As you can see, we need to reqire implicit conversions from the left type to the right or vice versa to be in scope for the type class instances. With these changes we make the above example work:

scala> import name.heikoseeberger.demoequality.ViewWiseBalancedEquality._
import name.heikoseeberger.demoequality.ViewWiseBalancedEquality._

scala> 1 === 1L
res0: Boolean = true

scala> 1L === 1
res1: Boolean = true

OK, we’re done, that’s our solution for view-wise balanced type-safe equality.
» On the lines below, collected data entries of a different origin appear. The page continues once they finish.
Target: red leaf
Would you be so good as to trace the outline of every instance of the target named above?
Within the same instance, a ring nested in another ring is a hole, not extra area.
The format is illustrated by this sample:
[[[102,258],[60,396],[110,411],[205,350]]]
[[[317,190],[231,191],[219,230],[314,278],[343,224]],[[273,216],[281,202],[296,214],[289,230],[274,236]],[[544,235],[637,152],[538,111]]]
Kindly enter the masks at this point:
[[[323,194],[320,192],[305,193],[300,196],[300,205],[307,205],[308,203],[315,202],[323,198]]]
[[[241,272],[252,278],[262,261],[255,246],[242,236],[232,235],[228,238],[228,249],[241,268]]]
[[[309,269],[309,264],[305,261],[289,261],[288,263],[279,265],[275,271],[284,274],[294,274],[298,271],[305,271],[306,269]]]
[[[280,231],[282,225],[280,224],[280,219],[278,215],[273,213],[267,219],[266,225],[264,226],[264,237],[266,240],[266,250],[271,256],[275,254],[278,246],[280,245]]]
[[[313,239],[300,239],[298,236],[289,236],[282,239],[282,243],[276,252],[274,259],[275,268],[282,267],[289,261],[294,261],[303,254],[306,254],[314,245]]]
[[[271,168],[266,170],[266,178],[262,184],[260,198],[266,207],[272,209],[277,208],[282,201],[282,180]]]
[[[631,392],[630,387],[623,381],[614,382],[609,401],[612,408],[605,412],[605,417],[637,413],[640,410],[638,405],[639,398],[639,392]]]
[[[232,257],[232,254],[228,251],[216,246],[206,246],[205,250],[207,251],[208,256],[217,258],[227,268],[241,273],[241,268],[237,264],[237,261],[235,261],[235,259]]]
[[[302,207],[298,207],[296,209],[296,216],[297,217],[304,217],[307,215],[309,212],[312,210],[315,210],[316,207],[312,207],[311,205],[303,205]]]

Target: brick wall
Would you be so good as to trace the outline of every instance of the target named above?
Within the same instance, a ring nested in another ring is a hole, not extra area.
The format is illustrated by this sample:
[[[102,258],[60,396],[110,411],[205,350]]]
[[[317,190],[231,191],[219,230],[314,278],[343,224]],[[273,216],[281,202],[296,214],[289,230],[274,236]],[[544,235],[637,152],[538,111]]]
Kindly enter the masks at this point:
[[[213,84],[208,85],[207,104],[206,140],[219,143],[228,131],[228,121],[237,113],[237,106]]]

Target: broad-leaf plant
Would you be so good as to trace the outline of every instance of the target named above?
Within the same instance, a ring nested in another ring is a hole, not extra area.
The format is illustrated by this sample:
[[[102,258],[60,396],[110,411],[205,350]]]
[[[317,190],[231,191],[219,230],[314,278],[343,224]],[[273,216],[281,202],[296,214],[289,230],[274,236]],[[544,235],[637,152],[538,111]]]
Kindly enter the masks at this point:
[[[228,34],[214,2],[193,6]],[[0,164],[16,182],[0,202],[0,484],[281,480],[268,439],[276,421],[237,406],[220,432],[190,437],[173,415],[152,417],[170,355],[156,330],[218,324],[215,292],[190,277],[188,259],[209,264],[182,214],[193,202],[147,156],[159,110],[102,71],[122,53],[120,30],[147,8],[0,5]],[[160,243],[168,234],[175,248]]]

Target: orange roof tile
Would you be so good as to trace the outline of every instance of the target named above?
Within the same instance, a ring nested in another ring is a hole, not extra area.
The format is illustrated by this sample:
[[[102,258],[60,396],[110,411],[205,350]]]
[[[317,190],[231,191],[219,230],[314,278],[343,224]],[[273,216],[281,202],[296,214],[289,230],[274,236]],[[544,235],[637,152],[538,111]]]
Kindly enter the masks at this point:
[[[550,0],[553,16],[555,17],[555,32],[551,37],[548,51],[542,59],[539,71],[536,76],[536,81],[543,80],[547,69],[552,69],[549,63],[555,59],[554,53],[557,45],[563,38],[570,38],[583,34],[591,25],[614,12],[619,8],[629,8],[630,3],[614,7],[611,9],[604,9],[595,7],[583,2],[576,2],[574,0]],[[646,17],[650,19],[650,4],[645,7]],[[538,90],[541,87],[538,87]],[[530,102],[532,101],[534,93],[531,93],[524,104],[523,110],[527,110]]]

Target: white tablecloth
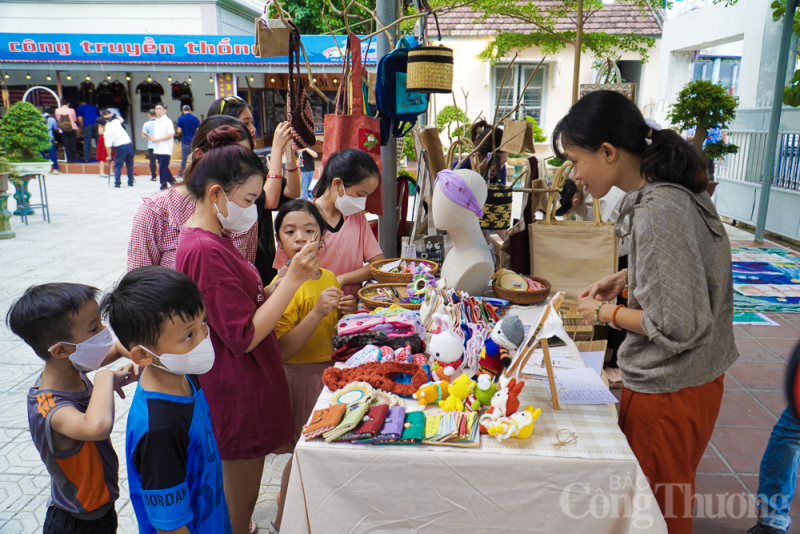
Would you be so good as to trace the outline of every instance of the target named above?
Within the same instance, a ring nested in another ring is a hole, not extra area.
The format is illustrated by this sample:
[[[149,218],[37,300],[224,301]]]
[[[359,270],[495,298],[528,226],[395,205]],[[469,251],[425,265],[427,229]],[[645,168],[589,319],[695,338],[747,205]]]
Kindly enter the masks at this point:
[[[330,396],[325,389],[317,407]],[[542,408],[533,435],[503,444],[484,435],[475,449],[301,441],[281,532],[666,533],[608,406],[554,411],[548,399],[531,380],[520,401]],[[578,443],[554,446],[560,428]]]

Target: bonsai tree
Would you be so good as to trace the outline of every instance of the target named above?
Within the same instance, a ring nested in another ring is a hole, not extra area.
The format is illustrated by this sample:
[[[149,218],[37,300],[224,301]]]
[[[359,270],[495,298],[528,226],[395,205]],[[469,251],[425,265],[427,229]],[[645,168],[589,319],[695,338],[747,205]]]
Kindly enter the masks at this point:
[[[0,146],[15,163],[47,161],[39,154],[50,148],[42,113],[30,102],[17,102],[0,122]]]
[[[697,80],[681,89],[678,101],[667,114],[667,120],[681,130],[696,127],[692,146],[707,158],[715,159],[739,151],[738,146],[725,144],[721,139],[718,142],[705,142],[712,128],[722,130],[728,127],[736,118],[738,105],[739,99],[730,96],[723,86],[708,80]]]
[[[469,137],[469,128],[472,123],[464,111],[456,106],[447,105],[436,114],[436,127],[439,132],[447,132],[447,139],[453,142],[453,137]]]
[[[525,119],[523,119],[523,120],[533,124],[533,143],[534,144],[541,145],[542,143],[546,143],[547,142],[547,136],[544,135],[544,130],[542,129],[541,126],[539,126],[539,123],[536,122],[536,119],[534,119],[530,115],[525,115]],[[509,154],[508,157],[509,158],[521,158],[522,154]]]

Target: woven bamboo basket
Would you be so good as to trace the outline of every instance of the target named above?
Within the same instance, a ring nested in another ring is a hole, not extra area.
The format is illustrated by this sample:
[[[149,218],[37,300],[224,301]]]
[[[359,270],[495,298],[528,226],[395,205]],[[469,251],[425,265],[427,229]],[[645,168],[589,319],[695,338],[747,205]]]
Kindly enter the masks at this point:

Here is the complete code:

object ViewWiseBalancedEquality {
  implicit class Equal[L](val left: L) extends AnyVal {
    def ===[R](right: R)(implicit equality: Equality[L, R]): Boolean =
      equality.areEqual(left, right)
  }
  @implicitNotFound("ViewWiseBalancedEquality requires ${L} and ${R} to be in an implicit conversion relationship, i.e. one can be viewed as the other!")
  sealed trait Equality[L, R] {
    def areEqual(left: L, right: R): Boolean
  }
  object Equality extends LowPriorityEqualityImplicits {
    implicit def rightToLeftEquality[L, R](implicit view: R => L): Equality[L, R] =
      new RightToLeftViewEquality(view)
  }
  trait LowPriorityEqualityImplicits {
    implicit def leftToRightEquality[L, R](implicit view: L => R): Equality[L, R] =
      new LeftToRightViewEquality(view)
  }
  private class LeftToRightViewEquality[L, R](view: L => R) extends Equality[L, R] {
    override def areEqual(left: L, right: R): Boolean =
      view(left) == right
  }
  private class RightToLeftViewEquality[L, R](view: R => L) extends Equality[L, R] {
    override def areEqual(left: L, right: R): Boolean =
      left == view(right)
  }
}

Conclusion

In this post we have improved the type-wise balanced type-safe equality and also added a view-based one. I think that type-safe equality is very important and therefore wonder whether the sample code which is available on GitHub should be “lifted” to something like a “util-equality” project. What do you think?